Cyrano de Bergerac, ROSTAND, 1897
Commentaire de texte : Cyrano de Bergerac, ROSTAND, 1897. Recherche parmi 300 000+ dissertationsPar QFGz • 9 Avril 2018 • Commentaire de texte • 3 022 Mots (13 Pages) • 1 610 Vues
Cyrano de Bergerac, ROSTAND, 1897
Étude de la scène du balcon, III, 7, v.1440-1480
I. UN AVEU EXALTE : UNE DECLARATION D’AMOUR SINCERE ET LYRIQUE :
Cyrano, jouant le rôle de Christian, vient d’exprimer à Roxane son souhait de quitter le langage précieux pour d’autres mots, d’où la question de Roxane au v. 1. L’occasion est donc unique pour Cyrano de faire entendre au sens propre son amour pour sa cousine. Son aveu déguisé est paradoxalement marqué par une grande sincérité.
1) un propos sans artifice :
a) l’afflux des mots de Cyrano :
- prise de pouvoir du langage par Cyrano qui se déclare :
- alors que la scène était marquée jusqu’à présent par des répliques assez brèves, traduisant bien un échange entre Cyrano / Christian et Roxane, cet extrait repose sur 2 tirades de Cyrano (une quinzaine de vers pour la 1ère, une vingtaine pour la 2de).
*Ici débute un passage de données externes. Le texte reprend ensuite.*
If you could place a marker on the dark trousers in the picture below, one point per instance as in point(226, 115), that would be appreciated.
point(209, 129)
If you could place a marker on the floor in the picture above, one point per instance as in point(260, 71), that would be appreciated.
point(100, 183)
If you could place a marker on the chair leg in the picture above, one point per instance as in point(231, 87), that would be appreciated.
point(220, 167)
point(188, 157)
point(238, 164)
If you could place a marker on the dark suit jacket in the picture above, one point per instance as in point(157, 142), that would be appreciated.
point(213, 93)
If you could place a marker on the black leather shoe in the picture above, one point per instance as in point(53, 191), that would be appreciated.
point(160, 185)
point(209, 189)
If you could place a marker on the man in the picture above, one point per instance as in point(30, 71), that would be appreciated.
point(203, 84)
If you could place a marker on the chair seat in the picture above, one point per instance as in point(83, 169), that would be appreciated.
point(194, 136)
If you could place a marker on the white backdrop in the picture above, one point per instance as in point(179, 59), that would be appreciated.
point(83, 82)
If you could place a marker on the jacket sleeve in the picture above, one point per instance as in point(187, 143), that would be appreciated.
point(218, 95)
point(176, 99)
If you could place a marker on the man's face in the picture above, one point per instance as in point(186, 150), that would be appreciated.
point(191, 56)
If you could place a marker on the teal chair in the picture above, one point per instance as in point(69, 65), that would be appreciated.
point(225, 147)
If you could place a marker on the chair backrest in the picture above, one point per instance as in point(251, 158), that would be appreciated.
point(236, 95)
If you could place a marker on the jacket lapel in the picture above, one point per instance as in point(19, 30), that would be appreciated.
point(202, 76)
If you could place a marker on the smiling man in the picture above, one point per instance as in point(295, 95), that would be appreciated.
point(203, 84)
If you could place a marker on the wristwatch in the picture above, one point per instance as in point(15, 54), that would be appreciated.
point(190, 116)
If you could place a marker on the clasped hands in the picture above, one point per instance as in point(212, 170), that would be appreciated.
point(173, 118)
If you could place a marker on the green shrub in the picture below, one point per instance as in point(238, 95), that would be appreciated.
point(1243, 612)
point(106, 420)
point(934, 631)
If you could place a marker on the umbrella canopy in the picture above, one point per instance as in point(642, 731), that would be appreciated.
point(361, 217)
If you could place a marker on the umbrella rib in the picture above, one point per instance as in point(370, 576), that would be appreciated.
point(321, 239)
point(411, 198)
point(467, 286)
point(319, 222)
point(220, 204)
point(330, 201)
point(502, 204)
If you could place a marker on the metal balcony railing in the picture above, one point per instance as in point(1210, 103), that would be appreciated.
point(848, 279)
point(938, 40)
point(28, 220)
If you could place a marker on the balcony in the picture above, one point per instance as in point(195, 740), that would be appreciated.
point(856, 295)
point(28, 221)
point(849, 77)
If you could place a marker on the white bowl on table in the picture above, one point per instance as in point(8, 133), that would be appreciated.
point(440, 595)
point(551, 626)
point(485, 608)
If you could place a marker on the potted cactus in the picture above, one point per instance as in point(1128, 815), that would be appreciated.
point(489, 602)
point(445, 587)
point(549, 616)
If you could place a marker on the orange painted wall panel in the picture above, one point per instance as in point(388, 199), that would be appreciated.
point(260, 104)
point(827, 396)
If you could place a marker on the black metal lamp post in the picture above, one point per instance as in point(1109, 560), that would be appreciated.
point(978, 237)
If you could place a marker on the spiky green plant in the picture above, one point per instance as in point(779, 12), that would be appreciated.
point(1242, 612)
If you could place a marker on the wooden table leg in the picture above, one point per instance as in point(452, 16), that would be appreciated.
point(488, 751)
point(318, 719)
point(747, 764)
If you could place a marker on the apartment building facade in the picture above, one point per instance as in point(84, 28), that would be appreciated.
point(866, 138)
- déséquilibre des répliques : Roxane provoque la déclaration de Cyrano (v.1 : question « Quels mots me direz-vous » ?). Puis 2 brèves interventions : 1er hémistiche du v.16 (pts de suspension car interrompue par les propos de Cyrano qui enchaîne à partir de sa remarque : « certes » v.16, « ce sentiment » répondant à « amour ») et 1 vers et demi (v.37-38).
=> la passion l’emporte.
- au pluriel « mots » v.1 énoncé par Roxane, répond l’abondance de termes au début de la réponse de Cyrano : « Tous ceux, tous ceux, tous ceux » (rythme [2/2/2] soulignant cet afflux des mots qui semble l’envahir dans un 1er temps ; hémistiche construit sur répétition).
champ lexical du discours, de la conversation : « mots » v.1, 32, verbe « dire » v.1, 29, 33.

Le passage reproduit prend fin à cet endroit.